MADRID - Human health is paying the price of the world's failure to curb global warming, the World Health Organization warned Tuesday, urging governments at U.N. climate talks to cut climate-changing emissions faster and provide funds to address growing threats.
Those range from lung and heart problems caused by toxic air to deaths in storms and wildfires, and the expansion of dengue, malaria, cholera and other diseases spread by mosquitoes and contaminated water.
"The cost of not taking enough action at the climate summit ... is paid by my lungs and your lungs," said Maria Neira, director of the department of environment, climate change and health at the World Health Organization (WHO), a U.N. agency.
The causes of climate change and air pollution overlap, she added, calling for societies to "decarbonize," including by ditching coal as a source of power and heat, and ending subsidies for the extraction and use of fossil fuels.

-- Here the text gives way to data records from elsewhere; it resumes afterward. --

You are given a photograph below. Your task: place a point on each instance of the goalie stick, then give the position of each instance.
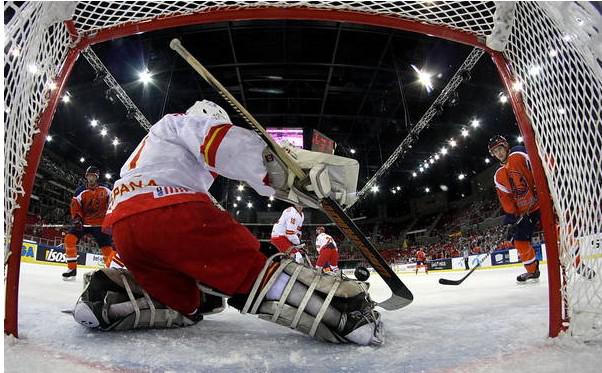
(401, 295)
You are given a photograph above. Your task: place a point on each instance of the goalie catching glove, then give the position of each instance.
(329, 176)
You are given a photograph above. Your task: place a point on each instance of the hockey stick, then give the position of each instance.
(401, 295)
(444, 281)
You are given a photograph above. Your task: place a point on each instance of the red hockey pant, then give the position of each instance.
(169, 249)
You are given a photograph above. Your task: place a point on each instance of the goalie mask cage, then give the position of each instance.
(548, 56)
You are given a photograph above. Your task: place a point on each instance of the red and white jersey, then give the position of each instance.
(178, 160)
(289, 225)
(325, 240)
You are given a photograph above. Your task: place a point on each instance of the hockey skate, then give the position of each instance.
(70, 275)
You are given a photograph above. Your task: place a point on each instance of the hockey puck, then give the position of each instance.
(362, 273)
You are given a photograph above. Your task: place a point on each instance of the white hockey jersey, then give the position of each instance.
(324, 239)
(289, 225)
(178, 160)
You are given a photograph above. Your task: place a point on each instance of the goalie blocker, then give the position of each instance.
(329, 308)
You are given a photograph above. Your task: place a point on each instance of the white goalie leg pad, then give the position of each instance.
(329, 308)
(112, 300)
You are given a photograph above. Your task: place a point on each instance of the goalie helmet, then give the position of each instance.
(496, 141)
(93, 170)
(210, 109)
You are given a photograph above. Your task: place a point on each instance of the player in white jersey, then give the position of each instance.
(328, 253)
(174, 241)
(286, 232)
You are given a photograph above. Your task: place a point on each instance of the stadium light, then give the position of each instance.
(534, 70)
(424, 78)
(145, 76)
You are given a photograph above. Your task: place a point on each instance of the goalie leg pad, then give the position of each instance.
(329, 308)
(112, 300)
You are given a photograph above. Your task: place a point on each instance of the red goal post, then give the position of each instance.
(546, 54)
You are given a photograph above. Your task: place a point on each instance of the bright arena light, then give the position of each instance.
(145, 77)
(424, 78)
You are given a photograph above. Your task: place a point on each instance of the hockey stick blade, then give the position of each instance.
(401, 296)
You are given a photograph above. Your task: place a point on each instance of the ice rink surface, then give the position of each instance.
(487, 324)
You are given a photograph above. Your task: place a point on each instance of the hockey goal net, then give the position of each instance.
(548, 56)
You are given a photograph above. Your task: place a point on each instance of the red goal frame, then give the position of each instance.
(556, 321)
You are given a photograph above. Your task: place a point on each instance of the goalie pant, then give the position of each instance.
(201, 247)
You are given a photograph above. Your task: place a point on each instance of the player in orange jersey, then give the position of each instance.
(88, 209)
(515, 188)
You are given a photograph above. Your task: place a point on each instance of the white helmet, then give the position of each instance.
(210, 109)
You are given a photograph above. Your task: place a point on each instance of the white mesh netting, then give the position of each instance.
(554, 51)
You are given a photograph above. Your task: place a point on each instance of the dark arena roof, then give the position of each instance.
(356, 84)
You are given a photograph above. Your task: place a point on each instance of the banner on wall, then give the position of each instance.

According to the WHO, the burning of oil, gas and coal is responsible for two-thirds of the outdoor air pollution that causes about 4 million premature deaths each year.
FILE - Tourists hold umbrellas to shelter from the sun during a heat wave as they walk past the Colosseum, in Rome, July 26, 2019.
More intense and longer heat waves are another growing health problem in many parts of the world.
A study published in the journal Nature on Monday found extreme heat in the United States from 1969-1988 caused an increase in deliveries of babies on the day it hit and the day after, with those births happening up to two weeks before they were due.
Such early births can potentially harm children's later development, researchers said.
At the Madrid climate talks Tuesday, activists and aid agencies cited a rise in hospital emissions linked to smoke from Australia's recent bushfires.
In southern African countries hit by Cyclone Idai this year, they said, people are struggling to feed their families after fields and homes were destroyed.
FILE - An aerial photo shows the devastation caused by Cyclone Idai as local residents walk on a damaged road in Beira, Mozambique, March 23, 2019.
To deal with the rising human and financial health costs of climate change, health services and related institutions need a boost in funding — currently sorely lacking, the WHO said.
On Tuesday, it released a report highlighting how countries are increasingly prioritizing dealing with climate change threats to health.
Half of about 100 nations surveyed said they had developed a national strategy or plan to tackle the risks.
Paying for improvements
But only about 38% had finances in place to even partially implement their plans, and fewer than 10% had the money to put them fully into practice, the report showed.
Diarmid Campbell-Lendrum, WHO's coordinator for climate change and health, said all countries surveyed — from Europe to the Americas, Africa and Asia — are struggling to finance measures such as protecting hospitals from weather disasters and ramping up disease surveillance.
In richer countries, the difficulty lies in securing allocations from national budgets due to competing priorities.
Poorer nations, on the other hand, need international climate finance to help them cope, but are struggling to access it because of a lack of information, capacity and connections.
As a result, less than half a percent of international climate finance has gone to projects to head off climate risks to health, Campbell-Lendrum said.
"These countries are exposed, they are vulnerable and they are unsupported," he added.
Smart hospitals
The WHO plans to help developing countries put together projects to bolster their health systems that can secure backing from international climate funds, he added.
One of the biggest potential sources of finance, the Green Climate Fund, has identified health and well being as a priority area but has yet to approve any projects with that focus, Campbell-Lendrum noted.
Things that could be financed might include "smart hospitals" — now being tested in the Caribbean — built to withstand strong winds and floods while also harvesting rainwater and running on solar power.
Off-grid renewable energy projects also can cut emissions from health facilities and make them more resilient in disasters when electricity networks go down, Campbell-Lendrum said.
He noted that the mental health impacts of climate change had "shot up the agenda."
The effects can range from the trauma of going through disasters to the shock of being made homeless, or young people feeling anxious and frustrated about climate change.
Once a "hidden issue," it is "the one that we have heard the most about in the past four to five months," he told journalists in Madrid.